Unfortunately, levity is not a naturally occurring, all-perfading force like gravity and has to be artificially generated. Technically, if enough levity is generated, you should be able to fly. Strangely enough, the further off the ground you get, the less levity can be generated. This phenonema is best demonstrated by the use of a unicycle. Many experiments are constantly underway attempting to prove, or disprove, this theory. David Cassell's(Hotch) marathon research project (which many of us know so well) only goes to prove that you need more laughs. Signs from the recent US elections are promising though, 75% of the world is laughing and the gravity of the office has flown out the window. To say nothing of Hillary's career taking off.
Jim(known in some circles as Grand Master Guru Smirk)'s landmark research into the Feng Shui of Levity has caused him to select yellows, the chromatic opposite of blues, for this site in an attempt to oppose gravity. Blues, of course would foster more gravity as is eloquently described in the writings of Muddy Waters (who knew a thing or two about colour and depression, I can tell you).

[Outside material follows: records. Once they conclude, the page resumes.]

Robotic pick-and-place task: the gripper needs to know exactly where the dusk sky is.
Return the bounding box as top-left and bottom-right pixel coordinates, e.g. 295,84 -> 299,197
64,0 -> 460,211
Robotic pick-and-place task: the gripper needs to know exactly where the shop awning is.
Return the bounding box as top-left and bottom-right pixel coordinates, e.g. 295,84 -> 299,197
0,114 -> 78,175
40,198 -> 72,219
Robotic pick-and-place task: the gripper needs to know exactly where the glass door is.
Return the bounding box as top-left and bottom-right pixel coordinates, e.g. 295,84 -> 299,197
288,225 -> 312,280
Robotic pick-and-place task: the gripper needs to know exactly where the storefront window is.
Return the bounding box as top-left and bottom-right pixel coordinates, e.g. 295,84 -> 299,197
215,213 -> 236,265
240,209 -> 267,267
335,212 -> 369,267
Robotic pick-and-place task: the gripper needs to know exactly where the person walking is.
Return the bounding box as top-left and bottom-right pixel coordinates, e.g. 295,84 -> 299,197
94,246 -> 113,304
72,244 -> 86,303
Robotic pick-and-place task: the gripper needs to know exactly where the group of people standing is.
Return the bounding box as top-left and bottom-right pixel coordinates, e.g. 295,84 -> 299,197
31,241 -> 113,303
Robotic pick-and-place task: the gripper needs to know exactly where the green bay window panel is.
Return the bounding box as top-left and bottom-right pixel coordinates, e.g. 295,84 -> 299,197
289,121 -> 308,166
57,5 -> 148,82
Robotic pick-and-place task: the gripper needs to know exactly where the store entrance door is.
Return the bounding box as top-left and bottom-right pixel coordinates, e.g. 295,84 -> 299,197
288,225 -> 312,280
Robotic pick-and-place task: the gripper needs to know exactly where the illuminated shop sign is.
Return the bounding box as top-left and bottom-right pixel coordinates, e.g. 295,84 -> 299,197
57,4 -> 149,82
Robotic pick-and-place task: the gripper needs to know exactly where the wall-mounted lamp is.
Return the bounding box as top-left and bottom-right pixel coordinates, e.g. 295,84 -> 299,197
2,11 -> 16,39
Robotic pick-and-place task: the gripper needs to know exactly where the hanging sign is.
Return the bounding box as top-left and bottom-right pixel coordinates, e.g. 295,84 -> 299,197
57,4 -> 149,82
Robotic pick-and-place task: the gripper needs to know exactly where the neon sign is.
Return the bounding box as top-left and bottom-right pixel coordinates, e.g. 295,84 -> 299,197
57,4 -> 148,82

I, personally, am convinced that we can overcome this dangerous force with more levity. Only last night, my attempts to stay on my feet by closing time at my local pub created sufficient hilarity for me to counteract gravity long enough to get home.
We must combat this evil force, we must be armed with humour, be diligent and not get legless!!!! The titanic might not have sunk if they'd hired 45 comedians instead of a bloody orchestra.
Fight gravity, generate more levity and stay on your feet!!!!!!!
[This message has been edited by Prof Willie B (edited 09-20-2001).]